There was a football pitch in Drammen. But like most other outdoor pitches in that part of Norway, it was made of hard gravel: built for durability rather than control or technique. So in 2005, Hans Erik Ødegaard and about a dozen other parents simply forked out £50,000 to build a state-of-the-art all-weather surface, just a few hundred yards from the lavish villa he shared with his family.
Money wasn’t a problem. The Ødegaards ran a chain of high-street clothing stores and Hans had been a professional footballer in his younger days. But he had even grander ambitions for his son di lui, Martin, who even at the age of six could shoot a football at 40mph and possessed an unusual and extravagant range of skills. He couldn’t have known it at the time, but the artificial grass that Hans was paying for might as well have been a red carpet, spiriting his son to the most exclusive enclosure of the professional game.
And so when Mikel Arteta speaks of the “very specific development process” that has led Martin Ødegaard to this point, he is speaking about more than talent and hype, the journey that takes a ferociously gifted young footballer to Real Madrid at the age of 16 and the captaincy of arsenal at 23. Perhaps the most interesting part of the Ødegaard story is the way it upends the usual footballer narrative of triumph over adversity, of conquering insurmountable odds. Almost from the moment he could kick a ball, there was a predestination to Ødegaard’s rise, a career mapped out with the precision of a business document, the sense that if everyone worked hard and did their jobs, this would be the only logical conclusion.
You can almost see it in the way he plays: that luxurious extra second he seems to enjoy, the way he glides across the pitch as if on wheels, the lack of stress and struggle with which he receives the ball in the most crowded area on the pitch. Individually and collectively this has been Ødegaard’s best season, and even the team around him could have been hand-picked to expedite his talents: speed and movement, youth and hunger, the best available training facilities and support network, a coach teaching him new tricks every day.

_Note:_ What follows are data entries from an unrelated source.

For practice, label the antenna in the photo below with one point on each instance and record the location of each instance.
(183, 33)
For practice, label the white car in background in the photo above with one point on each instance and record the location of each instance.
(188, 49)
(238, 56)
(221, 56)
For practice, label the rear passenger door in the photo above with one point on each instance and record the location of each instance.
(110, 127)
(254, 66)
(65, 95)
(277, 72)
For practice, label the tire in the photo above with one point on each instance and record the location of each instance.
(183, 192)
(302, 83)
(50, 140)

If it all feels inevitable now, then of course there were moments when it was anything but. There was the bumpy landing at Madrid, who signed him for £2.3m and a litany of bespoke clauses: guaranteed training time with the first team, guaranteed game time, a coaching job for Hans in the academy. “A PR signing,” Carlo Ancelotti, the then manager, would later call it. There was the whirling carousel of loan moves: Heerenveen and Vitesse in the Dutch league, before a breakthrough season at Real Sociedad. Then back to Madrid, and the long waiting game. “I’ve told Ødegaard that there are eight players in his position,” said Ancelotti, by now back for his second spell at the club.

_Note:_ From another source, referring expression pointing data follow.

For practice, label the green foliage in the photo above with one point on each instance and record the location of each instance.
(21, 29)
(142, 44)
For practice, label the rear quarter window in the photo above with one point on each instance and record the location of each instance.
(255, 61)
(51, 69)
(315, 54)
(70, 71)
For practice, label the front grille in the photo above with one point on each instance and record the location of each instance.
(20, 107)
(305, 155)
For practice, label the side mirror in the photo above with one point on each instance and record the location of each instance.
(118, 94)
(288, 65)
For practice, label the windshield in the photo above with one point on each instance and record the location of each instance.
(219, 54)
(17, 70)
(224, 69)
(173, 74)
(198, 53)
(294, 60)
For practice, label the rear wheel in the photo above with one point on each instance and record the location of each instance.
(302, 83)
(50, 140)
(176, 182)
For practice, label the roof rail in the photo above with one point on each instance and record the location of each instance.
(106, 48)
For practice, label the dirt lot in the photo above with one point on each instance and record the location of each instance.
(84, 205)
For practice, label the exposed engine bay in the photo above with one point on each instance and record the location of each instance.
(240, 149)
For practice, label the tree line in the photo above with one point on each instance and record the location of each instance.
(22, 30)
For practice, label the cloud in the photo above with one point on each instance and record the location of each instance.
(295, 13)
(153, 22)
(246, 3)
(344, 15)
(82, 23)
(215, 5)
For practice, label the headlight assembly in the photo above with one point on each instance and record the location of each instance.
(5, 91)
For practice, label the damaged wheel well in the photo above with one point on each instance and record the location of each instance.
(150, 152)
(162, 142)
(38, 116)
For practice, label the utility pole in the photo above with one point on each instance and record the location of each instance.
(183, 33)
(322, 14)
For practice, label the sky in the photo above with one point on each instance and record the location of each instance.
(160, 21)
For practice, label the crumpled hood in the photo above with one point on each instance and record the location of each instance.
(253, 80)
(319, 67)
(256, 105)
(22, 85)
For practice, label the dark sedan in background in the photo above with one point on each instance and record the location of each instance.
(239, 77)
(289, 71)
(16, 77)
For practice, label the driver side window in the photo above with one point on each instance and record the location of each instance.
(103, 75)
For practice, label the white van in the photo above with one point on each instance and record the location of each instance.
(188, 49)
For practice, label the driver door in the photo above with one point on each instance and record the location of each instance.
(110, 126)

The path from stardom to obscurity is well trodden. Alen Halilovic – once the new Lionel Messi – is back in Croatia playing for Rijeka. Gaël Kakuta, feted as the new Zinedine Zidane, is playing Ligue 2 football with Amiens. Freddy Adu – the new Pelé at 15 – is 33 and searching for his next club. What claimed Ødegaard’s career amid a torrent that has claimed so many others? Perhaps, ultimately, it is that original conviction, one founded not in what one can do with a football but what one can do with the self: an almost religious faith in one’s own salvation, the idea that the destination is forgotten and every setback merely takes you a step closer.
“He is very strong mentally, has great self-confidence and can play consistently for a long time,” Leonid Slutsky said after managing Ødegaard at Vitesse. “He takes care of himself, eats properly and is hyper-professional. Almost like a robot. Martin has one of the highest levels of professionalism I’ve ever seen.”
A little luck helps, of course. Had Madrid’s finances not been decimated by Covid then there might not have such an urge to sell in the summer of 2021. Ødegaard could easily have squandered his first years in the Madrid store cupboard, watching Luka Modric, Toni Kroos and Fede Valverde play him out of a career. The club he joined, meanwhile, were not the broken home they had been for much of the previous decade. There was a direction of travel, a restless energy, a project to build and a midfield to gild. And perhaps one of the reasons Ødegaard is such an effective mentor to Arsenal’s young stars is that he was once one himself: a man who knows what it is to have photographers turn up at your school, who has walked the fire-walk of hype and expectation and early hunger and emerged not weakened but strengthened by the process.
Ødegaard is now captain of Norway as well as Arsenal. His numbers this season – seven goals and five assists in 16 games – put him alongside Kevin De Bruyne and Bruno Fernandes in the bracket of the Premier League’s best creative midfielders. Going into Sunday’s North London derbies, Arsenal are five points clear at the top of the table. Put like that, it all sounds faintly implausible. For the Ødegaards, however, you get the feeling this was exactly how they planned it.